Again not a solid argument against contributing to a qualified plan with 100% match.

Sorry, you just don't make logical sense with this argument. I've heard variations of this before, but honestly there really isn't an argument against somebody giving you a 100% return on your money before you decide where it goes.

----------

"40,000 basis (tax-free) + $40,000 taxable growth (20% cap gains) = $80,000

Of this $80,000, only $40,000 is subject to taxation... at capital gains rates of 20% (or $8,000). You have $72,000 spendable income, and only $40,000 reportable. "

No, no, no.... YOU have already paid taxes on your basis going in. It is not tax free, it is tax first. So the original 40k comes from a larger amount because of taxes paid on that money to create the 40k.

Every dollar here is subject to taxation, some at the beginning and some at the end.

"These are reasons why an overfunded permanent life insurance contract can really make a huge difference in someone's retirement planning. Add to the fact that you can borrow against it with no questions and no limits (except what's available) and tax-free access prior to age 59.5... and you've got a GREAT contract."

100% agreement

"If you have $1 million in a properly designed life insurance contract... and you want to pull out 8% or $80,000...
$0 is subject to income taxation (until you exceed your cost basis in the contract). None of your social security benefits are included in your income taxes. You can qualify for food stamps!"

How much money and how long before you hit one million in cash value in a normal policy with a current dividend schedule? Please base it on standard rate.

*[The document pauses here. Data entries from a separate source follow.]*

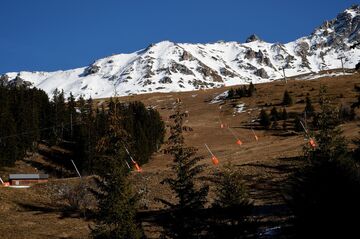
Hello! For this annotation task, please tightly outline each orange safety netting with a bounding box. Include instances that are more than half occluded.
[134,162,142,173]
[211,156,219,165]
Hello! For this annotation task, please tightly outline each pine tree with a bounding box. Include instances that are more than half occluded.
[247,82,256,97]
[282,90,293,106]
[227,88,235,99]
[270,106,280,121]
[289,88,360,238]
[92,102,142,239]
[259,109,271,129]
[304,96,315,117]
[159,106,209,238]
[209,164,256,238]
[294,116,304,132]
[281,107,288,120]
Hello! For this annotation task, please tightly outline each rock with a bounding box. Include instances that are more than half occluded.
[8,75,32,87]
[159,76,172,84]
[170,61,194,75]
[245,34,261,43]
[179,50,195,61]
[220,67,235,77]
[196,62,223,82]
[254,68,269,79]
[84,65,100,76]
[244,48,256,60]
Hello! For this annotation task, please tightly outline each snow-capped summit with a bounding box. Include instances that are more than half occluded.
[0,5,360,98]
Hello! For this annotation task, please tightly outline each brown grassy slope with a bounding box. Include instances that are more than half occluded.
[0,74,360,239]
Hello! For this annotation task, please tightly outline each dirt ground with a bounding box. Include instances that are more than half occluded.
[0,70,360,239]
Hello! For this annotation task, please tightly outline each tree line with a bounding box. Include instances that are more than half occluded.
[0,86,165,174]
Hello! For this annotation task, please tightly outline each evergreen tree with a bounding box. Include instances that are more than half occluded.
[304,96,315,117]
[159,106,209,238]
[294,116,304,132]
[209,164,256,238]
[227,88,235,99]
[247,82,256,97]
[281,107,288,120]
[289,88,360,238]
[92,100,142,239]
[270,106,280,121]
[259,109,271,129]
[282,90,293,106]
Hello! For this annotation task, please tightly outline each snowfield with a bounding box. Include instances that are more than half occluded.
[2,6,360,98]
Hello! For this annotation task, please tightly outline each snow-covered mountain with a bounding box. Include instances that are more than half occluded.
[0,5,360,98]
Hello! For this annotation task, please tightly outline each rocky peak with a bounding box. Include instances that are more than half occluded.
[245,34,261,43]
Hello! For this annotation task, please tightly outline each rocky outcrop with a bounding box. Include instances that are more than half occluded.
[83,65,100,76]
[170,61,194,75]
[159,76,172,84]
[196,62,223,82]
[220,67,236,77]
[245,34,261,43]
[179,50,195,61]
[254,68,269,79]
[7,75,32,87]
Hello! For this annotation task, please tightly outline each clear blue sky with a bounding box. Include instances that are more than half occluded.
[0,0,357,74]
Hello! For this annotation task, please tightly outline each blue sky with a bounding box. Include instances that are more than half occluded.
[0,0,357,74]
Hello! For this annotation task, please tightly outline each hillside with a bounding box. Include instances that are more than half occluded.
[0,73,360,238]
[0,5,360,98]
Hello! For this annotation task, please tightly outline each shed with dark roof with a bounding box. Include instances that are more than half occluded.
[9,173,49,186]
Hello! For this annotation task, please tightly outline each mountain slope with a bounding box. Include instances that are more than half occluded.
[0,5,360,98]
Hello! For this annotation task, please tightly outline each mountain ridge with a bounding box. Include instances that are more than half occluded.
[0,5,360,98]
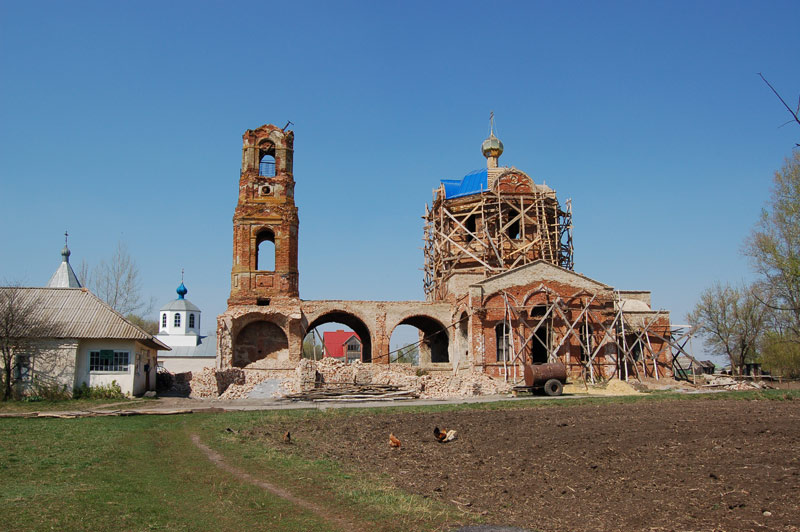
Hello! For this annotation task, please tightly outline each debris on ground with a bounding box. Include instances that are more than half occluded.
[170,357,512,400]
[703,376,771,390]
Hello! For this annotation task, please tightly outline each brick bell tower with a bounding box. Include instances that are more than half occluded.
[228,124,299,307]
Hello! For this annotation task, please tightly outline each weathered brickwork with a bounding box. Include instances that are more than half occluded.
[228,125,300,307]
[217,125,672,381]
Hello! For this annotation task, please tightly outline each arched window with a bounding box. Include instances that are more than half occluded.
[494,321,511,362]
[506,209,522,240]
[258,155,275,177]
[464,214,477,242]
[256,229,275,272]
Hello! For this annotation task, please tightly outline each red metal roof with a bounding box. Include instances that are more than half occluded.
[322,330,361,358]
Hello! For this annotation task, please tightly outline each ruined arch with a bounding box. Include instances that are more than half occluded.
[232,320,289,368]
[303,310,372,362]
[389,315,450,363]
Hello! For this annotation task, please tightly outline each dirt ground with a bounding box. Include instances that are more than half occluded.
[254,400,800,531]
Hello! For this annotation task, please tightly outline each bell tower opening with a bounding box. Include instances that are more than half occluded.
[228,124,299,306]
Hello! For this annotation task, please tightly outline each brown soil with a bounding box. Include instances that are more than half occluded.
[261,400,800,531]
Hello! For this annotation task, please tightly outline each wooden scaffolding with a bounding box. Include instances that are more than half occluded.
[423,185,574,301]
[494,284,693,383]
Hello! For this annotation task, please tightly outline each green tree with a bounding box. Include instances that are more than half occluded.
[93,242,153,316]
[745,152,800,343]
[303,331,323,360]
[761,331,800,378]
[688,283,769,374]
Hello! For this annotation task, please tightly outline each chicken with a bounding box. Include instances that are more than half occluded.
[433,427,458,443]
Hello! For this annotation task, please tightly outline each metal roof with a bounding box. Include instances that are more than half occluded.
[158,333,217,358]
[161,299,200,312]
[442,168,489,199]
[0,287,169,349]
[45,259,81,288]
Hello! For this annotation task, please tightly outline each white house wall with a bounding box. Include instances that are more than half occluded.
[75,339,156,395]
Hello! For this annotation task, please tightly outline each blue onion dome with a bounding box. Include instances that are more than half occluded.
[481,132,503,157]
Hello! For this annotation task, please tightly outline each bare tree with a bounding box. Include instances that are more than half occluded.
[744,152,800,343]
[758,72,800,147]
[91,242,152,316]
[688,283,769,374]
[0,286,50,401]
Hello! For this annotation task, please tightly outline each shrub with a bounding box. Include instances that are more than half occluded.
[72,381,125,399]
[156,369,175,392]
[25,380,72,402]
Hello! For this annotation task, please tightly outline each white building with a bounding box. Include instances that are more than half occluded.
[156,281,217,373]
[0,287,168,395]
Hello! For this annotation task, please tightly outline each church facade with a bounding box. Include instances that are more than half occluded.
[217,125,672,381]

Compare it with a qualified mf using the same contribution levels.
 
Benefits Planner: Income Taxes And Your Social Security Benefits

Yes, your payment remains the same. How much of that payment is included in your taxable income?

None of the other things you mention negates the fact that the IRS has a lien upon your retirement savings... and you get to figure out how to minimize your tax liability and maximize your cash flow. Yes, you can pull out less... but if you don't have to, why should you?